Yeah, I think this needs to be throttled back. I've ended up doing something like the following to limit the number of concurrent files to 2:

var fs = require('fs');
var archiver = require('archiver');
var request = require('bhttp');
var async = require('async');

var output = fs.createWriteStream(__dirname + '/example.zip');
var archive = archiver('zip', {
  zlib: { level: 9 }
})
  // pipe archive data to the file
  .pipe(output);

var count = Number(process.env.COUNT);
var i = 0;
var queue = [];
while (i < count) {
  i = i + 1;
  queue.push(i + '.jpg');
}

const finalize = () => archive.finalize();
async.eachLimit(queue, 2, (dst, next) => {
  const stream = request.get('https://i.imgur.com/CMMdGGX.jpg');
  stream.on('end', next);
  archive.append(data, { name: dst, prefix: zipDir });
}, finalize);

This is better, however I do see a moderate level of CPU usage.

you're doing expensive work where networking, I/O, memory are all used a lot

Networking and I/O is clear to me, memory isn't (as mentioned above, I thought streaming the data mitigates this). I take it that, at the end of the day, the act of compression is pretty CPU intensive and there's little way around this?

soyuka commented 7 years ago

Each time you create a Readable stream, there is memory dedicated to it. Of course, streams are not using much memory when they transform data (works in chunks), however the more streams you have at the same time, the more memory you'll need (open 200 streams and compare memory when opening just 2).

var fs = require('fs')
var pidusage = require('pidusage')
var prettyBytes = require('pretty-bytes')

fs.createReadStream('/Users/soyuka/.pm2/pm2.log')

setInterval(function() {
  pidusage.stat(process.pid, function(err, stat) {
    console.log(prettyBytes(stat.memory))
  })
}, 1000)

Compression is CPU intensive indeed, you could use a 0 level to skip the compression and just store.

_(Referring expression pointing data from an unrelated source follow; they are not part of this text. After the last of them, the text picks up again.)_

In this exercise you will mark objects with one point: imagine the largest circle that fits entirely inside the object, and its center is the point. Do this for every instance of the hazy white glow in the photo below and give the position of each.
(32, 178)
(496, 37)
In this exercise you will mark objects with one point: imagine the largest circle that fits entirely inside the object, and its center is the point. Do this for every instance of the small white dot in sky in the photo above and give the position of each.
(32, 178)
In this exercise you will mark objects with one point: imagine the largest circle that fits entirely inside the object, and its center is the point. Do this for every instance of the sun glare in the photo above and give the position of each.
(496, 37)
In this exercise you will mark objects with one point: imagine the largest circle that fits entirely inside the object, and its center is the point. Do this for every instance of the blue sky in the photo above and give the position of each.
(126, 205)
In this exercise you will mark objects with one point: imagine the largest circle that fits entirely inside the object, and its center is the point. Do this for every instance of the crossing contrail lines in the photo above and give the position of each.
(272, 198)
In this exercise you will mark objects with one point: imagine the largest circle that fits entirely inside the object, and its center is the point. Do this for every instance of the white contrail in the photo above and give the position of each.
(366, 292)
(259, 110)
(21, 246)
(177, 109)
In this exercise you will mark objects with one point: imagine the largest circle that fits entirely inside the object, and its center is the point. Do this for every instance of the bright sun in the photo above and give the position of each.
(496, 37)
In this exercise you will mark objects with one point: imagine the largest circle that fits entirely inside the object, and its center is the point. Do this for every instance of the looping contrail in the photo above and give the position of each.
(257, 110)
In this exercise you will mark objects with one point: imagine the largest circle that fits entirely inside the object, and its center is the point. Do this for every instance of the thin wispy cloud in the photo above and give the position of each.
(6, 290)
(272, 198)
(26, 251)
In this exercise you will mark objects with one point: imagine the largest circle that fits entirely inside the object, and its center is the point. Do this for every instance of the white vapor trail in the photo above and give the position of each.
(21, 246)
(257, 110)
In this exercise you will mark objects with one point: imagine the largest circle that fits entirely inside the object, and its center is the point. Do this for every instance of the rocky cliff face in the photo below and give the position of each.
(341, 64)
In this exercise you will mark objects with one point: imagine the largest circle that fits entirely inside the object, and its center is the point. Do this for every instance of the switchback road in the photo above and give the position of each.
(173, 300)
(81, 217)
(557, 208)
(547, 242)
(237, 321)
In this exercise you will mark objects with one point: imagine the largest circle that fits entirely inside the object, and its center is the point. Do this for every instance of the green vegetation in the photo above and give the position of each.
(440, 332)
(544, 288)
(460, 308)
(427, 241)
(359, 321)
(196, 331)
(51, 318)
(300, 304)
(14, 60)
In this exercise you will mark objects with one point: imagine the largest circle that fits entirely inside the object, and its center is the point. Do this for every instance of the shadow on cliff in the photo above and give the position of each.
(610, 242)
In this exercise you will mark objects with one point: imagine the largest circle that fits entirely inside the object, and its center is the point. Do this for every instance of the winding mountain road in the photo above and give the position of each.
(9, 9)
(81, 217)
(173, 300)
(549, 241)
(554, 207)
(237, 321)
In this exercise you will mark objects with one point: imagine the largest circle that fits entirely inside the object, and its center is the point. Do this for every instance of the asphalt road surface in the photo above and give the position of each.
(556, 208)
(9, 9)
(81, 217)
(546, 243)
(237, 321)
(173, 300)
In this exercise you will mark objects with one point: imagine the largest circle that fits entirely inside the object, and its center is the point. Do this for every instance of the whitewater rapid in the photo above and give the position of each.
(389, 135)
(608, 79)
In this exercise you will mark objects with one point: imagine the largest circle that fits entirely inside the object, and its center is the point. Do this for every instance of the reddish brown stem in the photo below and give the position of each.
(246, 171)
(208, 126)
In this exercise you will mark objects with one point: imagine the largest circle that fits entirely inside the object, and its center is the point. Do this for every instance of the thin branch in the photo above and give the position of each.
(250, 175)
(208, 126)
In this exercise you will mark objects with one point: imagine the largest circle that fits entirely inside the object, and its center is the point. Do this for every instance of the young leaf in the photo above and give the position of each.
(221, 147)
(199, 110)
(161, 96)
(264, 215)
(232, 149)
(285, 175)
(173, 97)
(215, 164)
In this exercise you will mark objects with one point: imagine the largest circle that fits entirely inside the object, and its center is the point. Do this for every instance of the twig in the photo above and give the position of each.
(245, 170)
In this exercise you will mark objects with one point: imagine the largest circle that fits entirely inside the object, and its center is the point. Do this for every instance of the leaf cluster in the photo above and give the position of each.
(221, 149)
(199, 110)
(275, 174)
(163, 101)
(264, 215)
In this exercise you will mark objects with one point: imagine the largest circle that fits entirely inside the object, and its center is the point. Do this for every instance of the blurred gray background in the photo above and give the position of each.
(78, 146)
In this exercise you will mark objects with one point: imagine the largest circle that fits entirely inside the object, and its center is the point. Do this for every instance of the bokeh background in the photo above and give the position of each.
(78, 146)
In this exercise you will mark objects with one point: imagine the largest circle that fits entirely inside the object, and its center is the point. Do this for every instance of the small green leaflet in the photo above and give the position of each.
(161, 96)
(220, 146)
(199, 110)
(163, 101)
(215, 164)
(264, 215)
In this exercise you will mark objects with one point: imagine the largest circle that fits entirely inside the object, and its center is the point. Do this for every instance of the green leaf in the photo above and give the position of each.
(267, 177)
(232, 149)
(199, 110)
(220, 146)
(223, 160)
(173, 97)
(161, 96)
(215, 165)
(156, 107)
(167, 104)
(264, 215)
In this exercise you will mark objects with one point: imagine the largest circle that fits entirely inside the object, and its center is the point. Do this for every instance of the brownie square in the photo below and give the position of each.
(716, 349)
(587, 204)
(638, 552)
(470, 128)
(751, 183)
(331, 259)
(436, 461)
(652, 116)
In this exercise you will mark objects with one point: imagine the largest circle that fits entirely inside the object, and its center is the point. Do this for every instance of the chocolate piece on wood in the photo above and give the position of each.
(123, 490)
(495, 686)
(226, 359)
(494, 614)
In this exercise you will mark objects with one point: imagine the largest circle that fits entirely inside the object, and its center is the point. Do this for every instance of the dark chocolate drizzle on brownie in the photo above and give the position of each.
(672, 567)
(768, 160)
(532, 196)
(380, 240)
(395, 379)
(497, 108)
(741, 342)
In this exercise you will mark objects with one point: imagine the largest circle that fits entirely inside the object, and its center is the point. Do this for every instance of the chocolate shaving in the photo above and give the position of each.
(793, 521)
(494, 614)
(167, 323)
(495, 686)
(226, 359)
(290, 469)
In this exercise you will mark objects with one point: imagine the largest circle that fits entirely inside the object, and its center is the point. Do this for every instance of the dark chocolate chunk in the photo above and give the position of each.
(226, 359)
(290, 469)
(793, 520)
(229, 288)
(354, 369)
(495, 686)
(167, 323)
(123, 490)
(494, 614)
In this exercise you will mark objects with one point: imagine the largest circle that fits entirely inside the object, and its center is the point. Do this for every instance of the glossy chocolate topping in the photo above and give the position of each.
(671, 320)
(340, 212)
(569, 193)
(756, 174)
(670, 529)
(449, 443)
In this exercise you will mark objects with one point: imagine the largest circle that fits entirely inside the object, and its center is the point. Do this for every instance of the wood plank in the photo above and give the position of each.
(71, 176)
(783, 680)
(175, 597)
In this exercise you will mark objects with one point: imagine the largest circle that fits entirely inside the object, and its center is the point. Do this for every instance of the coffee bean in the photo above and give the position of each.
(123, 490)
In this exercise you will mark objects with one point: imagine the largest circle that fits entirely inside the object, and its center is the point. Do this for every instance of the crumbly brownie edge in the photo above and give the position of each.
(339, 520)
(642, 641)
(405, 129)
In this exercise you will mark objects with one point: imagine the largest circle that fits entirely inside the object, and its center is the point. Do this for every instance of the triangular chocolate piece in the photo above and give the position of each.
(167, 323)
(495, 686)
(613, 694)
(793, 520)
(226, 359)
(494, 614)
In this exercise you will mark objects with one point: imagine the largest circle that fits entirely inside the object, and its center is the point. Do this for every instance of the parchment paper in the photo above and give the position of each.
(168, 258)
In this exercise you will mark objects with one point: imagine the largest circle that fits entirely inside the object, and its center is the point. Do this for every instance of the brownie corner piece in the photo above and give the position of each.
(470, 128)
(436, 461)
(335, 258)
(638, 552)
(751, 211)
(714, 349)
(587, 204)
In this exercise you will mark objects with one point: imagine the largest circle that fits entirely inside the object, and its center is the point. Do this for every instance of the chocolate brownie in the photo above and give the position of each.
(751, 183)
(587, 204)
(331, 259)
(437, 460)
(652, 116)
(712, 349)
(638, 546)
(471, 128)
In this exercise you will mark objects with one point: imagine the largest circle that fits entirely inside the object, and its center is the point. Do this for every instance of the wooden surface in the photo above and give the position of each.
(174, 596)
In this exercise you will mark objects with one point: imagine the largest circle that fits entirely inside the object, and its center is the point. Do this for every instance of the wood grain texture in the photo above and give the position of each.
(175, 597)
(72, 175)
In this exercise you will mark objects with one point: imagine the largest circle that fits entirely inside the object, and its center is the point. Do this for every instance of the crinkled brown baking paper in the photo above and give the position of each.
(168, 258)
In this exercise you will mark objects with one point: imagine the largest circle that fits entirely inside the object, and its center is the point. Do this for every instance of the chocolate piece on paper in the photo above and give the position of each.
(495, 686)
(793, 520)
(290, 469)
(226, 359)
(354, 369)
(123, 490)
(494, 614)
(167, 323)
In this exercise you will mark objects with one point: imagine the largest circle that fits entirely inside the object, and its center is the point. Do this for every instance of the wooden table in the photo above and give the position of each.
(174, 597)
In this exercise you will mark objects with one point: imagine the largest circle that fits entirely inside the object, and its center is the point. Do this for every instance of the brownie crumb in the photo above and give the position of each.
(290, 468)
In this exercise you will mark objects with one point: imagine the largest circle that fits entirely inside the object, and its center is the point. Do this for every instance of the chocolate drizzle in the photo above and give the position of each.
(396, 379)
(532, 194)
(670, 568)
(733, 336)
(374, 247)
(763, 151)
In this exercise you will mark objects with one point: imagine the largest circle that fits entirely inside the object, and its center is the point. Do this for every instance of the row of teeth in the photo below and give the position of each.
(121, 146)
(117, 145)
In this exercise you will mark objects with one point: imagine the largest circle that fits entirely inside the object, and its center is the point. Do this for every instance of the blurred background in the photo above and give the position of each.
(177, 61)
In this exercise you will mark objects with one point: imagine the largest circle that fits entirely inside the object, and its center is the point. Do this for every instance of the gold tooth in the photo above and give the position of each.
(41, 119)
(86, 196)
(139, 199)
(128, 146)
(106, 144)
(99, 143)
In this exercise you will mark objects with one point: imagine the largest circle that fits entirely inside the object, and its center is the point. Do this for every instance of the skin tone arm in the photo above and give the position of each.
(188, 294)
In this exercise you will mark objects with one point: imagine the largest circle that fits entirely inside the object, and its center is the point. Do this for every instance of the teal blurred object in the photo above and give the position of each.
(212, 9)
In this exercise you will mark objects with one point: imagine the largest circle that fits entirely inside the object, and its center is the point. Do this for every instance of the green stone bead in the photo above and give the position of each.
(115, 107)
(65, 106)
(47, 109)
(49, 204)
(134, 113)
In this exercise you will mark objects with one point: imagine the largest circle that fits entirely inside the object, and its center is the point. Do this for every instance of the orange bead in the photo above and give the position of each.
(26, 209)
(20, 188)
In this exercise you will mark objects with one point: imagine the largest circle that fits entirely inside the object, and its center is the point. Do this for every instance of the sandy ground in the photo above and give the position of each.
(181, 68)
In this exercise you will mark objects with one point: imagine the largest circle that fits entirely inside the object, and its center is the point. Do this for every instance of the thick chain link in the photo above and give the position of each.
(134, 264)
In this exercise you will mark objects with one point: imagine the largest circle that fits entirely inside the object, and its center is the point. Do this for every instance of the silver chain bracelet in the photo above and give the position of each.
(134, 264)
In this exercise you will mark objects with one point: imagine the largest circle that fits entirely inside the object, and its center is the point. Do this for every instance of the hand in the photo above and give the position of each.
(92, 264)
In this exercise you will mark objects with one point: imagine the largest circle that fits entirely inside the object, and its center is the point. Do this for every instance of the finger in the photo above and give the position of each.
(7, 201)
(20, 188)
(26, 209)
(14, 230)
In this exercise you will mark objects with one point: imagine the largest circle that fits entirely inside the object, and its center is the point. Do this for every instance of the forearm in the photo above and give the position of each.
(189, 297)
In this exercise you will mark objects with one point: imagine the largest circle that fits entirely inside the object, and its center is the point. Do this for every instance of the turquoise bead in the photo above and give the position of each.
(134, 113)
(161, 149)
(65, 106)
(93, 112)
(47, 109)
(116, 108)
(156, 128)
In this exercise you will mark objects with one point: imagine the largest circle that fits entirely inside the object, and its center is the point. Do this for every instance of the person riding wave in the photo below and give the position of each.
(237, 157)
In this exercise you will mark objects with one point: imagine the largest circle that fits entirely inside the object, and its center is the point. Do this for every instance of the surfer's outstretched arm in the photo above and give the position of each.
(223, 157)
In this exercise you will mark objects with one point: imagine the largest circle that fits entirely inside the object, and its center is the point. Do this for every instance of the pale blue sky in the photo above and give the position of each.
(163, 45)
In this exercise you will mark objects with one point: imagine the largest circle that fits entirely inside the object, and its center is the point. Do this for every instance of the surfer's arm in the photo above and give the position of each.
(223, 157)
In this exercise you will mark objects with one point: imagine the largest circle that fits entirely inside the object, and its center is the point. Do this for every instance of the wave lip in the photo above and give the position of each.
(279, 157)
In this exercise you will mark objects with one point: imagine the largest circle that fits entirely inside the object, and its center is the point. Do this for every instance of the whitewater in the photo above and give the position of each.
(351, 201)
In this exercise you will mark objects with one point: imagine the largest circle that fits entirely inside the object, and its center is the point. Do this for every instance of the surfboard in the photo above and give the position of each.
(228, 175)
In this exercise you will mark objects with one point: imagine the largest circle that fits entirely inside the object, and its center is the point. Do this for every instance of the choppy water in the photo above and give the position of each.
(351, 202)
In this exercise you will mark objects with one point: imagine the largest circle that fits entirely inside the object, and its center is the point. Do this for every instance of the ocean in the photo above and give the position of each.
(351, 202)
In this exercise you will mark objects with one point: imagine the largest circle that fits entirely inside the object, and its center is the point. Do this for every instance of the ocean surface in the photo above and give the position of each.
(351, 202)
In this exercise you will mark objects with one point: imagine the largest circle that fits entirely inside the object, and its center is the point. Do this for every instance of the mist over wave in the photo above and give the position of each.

alukach commented 7 years ago

Okay, this was helpful. Thanks for the comments @soyuka! Going to close this ticket.

raghuchahar007 commented 4 years ago

I have fixed the lockup by altering my code to only append a single file to the archive at a time:

var fs = require('fs');
var archiver = require('archiver');
var request = require('bhttp');
var url = require('url');

var output = fs.createWriteStream(__dirname + '/example.zip');
var archive = archiver('zip', {
  zlib: { level: 9 }
})
  // pipe archive data to the file
  .pipe(output);

var count = Number(process.env.COUNT);
var i = 0;
var queue = [];
while (i < count) {
  i = i + 1;
  queue.push({
    src: 'https://i.imgur.com/CMMdGGX.jpg',
    dst: i + '.jpg',
  });
}

new Promise((resolve, reject) => {
  // Setup archive to trigger next request after each file is added
  archive
    .on('entry', function(entryData) {
      var data = queue.pop();
      if (data === undefined) {
        return resolve()
      }
      return fetch(data)
       .catch(reject);
    })

  // Initiate requests
  if (queue.length === 0) return reject("Empty queue");
  return fetch(queue.pop())
    .catch(reject);
})
.then(values => {
  console.log("Finalized");
  archive.finalize();
})
.catch(err => {
  console.error(err);
  archive.abort();
})

function fetch(data) {
  console.log('fetching ' + data.dst + ': ' + data.src);
  return Promise.all([
    request.get(data.src, {stream: true}),
    data.dst
  ])
  .then(data => {
    var response = data[0],
        i = data[1];
    archive.append(response, { name: i + '.jpg', prefix: 'out' });
  })
}

However, now CPU usage is very high. I'm still hoping to get some insight from the project maintainers.

Can you please tell me why did you use bhttp instead of request module for downloading file?